I think I would’ve tricked Shane into trying this one if he hadn’t gone shopping with me & saw me buying the cauliflower…
I really wanted to try this one since I found it on One Frugal Foodie. I’ve always like cauliflower, so maybe I was partial to the recipe to begin with… but it was good and good for you!
While I was processing away, I asked Shane to snap a quick pic of the ingredients for me. Hopefully he got them all 🙂
- About 2 ounces pine nuts (these little goodies are fairly pricey IMO!)
- 1 tsp salt
- 4 Tbsp olive oil
- 1 cup minced onion (white)
- 1-2 heads of cauliflower (you will need 6 cups when it’s grated)
- 2 cloves garlic, minced
- 1/2 cup chicken broth (or vegetarian broth if you want to go that route)
- 12-20 fresh basil leaves.
- Fresh ground pepper to taste
- Combine the pine nuts and the salt in your food processor. Pulse it a few times until the nuts grind up and begin to clump. Set aside for later.
- Cut the stems off your cauliflower so you are left with mostly the florets. Toss them into the food processor so they will be grated. and will end up looking kinda like rice (you can see a bit of mine in the ingredients picture… piled high on a plate)

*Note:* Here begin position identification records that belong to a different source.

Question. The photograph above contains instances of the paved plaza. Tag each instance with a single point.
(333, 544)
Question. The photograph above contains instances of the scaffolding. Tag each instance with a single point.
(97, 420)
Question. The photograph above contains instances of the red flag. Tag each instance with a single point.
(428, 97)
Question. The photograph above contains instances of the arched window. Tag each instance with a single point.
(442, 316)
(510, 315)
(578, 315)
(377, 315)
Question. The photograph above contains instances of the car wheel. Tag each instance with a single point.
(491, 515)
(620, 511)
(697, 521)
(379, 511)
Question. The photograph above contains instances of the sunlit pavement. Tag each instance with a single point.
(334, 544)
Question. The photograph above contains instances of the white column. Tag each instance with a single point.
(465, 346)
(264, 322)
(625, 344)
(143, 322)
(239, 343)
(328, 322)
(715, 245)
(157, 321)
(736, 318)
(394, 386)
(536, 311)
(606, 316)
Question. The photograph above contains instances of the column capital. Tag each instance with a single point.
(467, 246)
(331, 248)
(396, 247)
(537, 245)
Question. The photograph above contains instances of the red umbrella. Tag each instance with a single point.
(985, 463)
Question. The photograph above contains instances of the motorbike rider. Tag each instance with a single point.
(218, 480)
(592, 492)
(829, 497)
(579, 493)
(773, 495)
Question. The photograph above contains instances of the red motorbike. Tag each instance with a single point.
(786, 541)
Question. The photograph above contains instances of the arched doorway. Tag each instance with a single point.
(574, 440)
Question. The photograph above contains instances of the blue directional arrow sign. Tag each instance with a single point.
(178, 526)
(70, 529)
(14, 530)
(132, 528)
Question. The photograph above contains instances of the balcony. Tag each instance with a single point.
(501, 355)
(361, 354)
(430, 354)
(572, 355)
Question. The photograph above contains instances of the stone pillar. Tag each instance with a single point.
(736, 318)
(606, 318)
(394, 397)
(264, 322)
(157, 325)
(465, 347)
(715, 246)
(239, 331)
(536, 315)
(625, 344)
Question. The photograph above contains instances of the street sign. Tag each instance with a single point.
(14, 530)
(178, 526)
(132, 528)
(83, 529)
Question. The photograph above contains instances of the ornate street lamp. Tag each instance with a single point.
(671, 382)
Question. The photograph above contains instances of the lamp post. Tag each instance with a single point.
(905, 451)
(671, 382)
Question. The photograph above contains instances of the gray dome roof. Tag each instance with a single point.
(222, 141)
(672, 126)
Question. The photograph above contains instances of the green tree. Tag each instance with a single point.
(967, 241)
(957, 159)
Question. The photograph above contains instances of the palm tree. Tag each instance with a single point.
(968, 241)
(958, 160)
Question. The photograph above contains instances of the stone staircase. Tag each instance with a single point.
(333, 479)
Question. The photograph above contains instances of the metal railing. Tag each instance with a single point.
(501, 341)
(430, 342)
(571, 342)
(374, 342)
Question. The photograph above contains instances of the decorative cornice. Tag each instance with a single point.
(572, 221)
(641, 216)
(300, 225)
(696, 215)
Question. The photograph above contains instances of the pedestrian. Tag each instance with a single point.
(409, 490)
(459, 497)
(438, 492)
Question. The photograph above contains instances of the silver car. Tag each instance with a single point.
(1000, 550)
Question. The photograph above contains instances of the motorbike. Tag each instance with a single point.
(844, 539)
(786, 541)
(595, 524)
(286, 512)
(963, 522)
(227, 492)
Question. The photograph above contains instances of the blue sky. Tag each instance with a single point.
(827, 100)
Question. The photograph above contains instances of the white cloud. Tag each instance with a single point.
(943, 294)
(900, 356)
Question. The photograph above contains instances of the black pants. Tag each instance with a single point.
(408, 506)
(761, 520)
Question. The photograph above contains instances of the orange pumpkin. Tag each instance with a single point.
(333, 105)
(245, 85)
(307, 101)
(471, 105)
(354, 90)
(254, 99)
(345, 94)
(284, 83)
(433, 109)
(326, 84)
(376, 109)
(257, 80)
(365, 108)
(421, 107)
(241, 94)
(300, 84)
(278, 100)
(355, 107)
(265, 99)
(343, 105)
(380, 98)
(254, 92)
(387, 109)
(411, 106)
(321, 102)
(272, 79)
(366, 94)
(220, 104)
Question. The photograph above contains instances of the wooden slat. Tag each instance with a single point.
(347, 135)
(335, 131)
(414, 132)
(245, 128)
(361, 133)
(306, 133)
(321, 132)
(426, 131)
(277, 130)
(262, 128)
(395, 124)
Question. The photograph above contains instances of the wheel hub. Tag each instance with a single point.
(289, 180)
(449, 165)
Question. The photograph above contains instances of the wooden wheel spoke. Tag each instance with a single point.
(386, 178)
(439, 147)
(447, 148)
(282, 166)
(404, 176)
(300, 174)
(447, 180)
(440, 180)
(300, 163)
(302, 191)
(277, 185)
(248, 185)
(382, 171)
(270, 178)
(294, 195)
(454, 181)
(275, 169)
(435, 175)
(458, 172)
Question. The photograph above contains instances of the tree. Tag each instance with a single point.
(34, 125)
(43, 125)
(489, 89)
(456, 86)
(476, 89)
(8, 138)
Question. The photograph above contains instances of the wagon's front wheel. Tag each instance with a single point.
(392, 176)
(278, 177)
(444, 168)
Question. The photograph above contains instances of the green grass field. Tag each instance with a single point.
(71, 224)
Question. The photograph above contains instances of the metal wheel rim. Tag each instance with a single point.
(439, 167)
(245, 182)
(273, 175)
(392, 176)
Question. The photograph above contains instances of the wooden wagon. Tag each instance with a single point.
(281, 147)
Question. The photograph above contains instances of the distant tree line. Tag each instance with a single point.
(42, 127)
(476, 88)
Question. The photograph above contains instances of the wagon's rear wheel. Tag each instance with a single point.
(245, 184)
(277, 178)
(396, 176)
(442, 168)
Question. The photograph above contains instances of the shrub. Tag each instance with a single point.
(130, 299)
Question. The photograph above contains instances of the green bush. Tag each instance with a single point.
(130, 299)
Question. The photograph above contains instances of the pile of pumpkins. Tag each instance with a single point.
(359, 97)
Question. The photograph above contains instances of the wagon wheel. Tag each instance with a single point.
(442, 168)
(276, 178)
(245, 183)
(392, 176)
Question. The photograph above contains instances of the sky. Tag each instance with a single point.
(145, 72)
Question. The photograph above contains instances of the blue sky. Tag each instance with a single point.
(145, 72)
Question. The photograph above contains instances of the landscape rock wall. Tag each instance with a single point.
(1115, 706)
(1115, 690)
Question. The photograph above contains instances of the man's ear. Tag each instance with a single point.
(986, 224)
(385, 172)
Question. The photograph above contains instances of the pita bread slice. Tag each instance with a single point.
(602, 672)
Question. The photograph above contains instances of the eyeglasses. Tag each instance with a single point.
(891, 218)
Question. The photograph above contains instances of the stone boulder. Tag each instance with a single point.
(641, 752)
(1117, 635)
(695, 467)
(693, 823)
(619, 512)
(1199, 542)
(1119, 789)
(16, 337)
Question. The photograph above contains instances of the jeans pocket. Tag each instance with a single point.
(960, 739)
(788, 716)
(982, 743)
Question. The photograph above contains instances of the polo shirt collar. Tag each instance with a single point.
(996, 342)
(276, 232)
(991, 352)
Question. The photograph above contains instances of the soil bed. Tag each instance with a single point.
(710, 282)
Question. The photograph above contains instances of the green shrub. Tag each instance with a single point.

- *Heat olive oil in a large skillet over medium heat. Add the onion and saute for about 3-4 minutes.
- Add the grated cauliflower and continue to saute for another 4 minutes.
- *Add the garlic and saute for 1 minute more.
- Add the broth, reduce the heat to medium-low, stir, cover, and let it cook for 2-3 minutes. (I didn’t have a lid, so I left it uncovered, added some extra broth, and cooked it until it was my desired texture)
- While the risotto is cooking, chiffonade your basil leaves and set aside for the garnish. (To chiffonade, stack the leaves one on top of the other, tightly roll the basil length-wise, and slice)
- Remove the lid, turn off the heat, and stir in the pine nuts. Continue to stir until the nuts are distributed and everything is nice & creamy.
- Stir in the basil and fresh ground pepper to taste. (I also added some a tidge of extra salt for flavor)
- Serve warm.
yields about 6 side servings.
*I added the garlic in step 5. I like garlic and didn’t think the flavor was too strong. However, if you prefer your garlic more incorporated, you can always throw it in with the onions in step 3.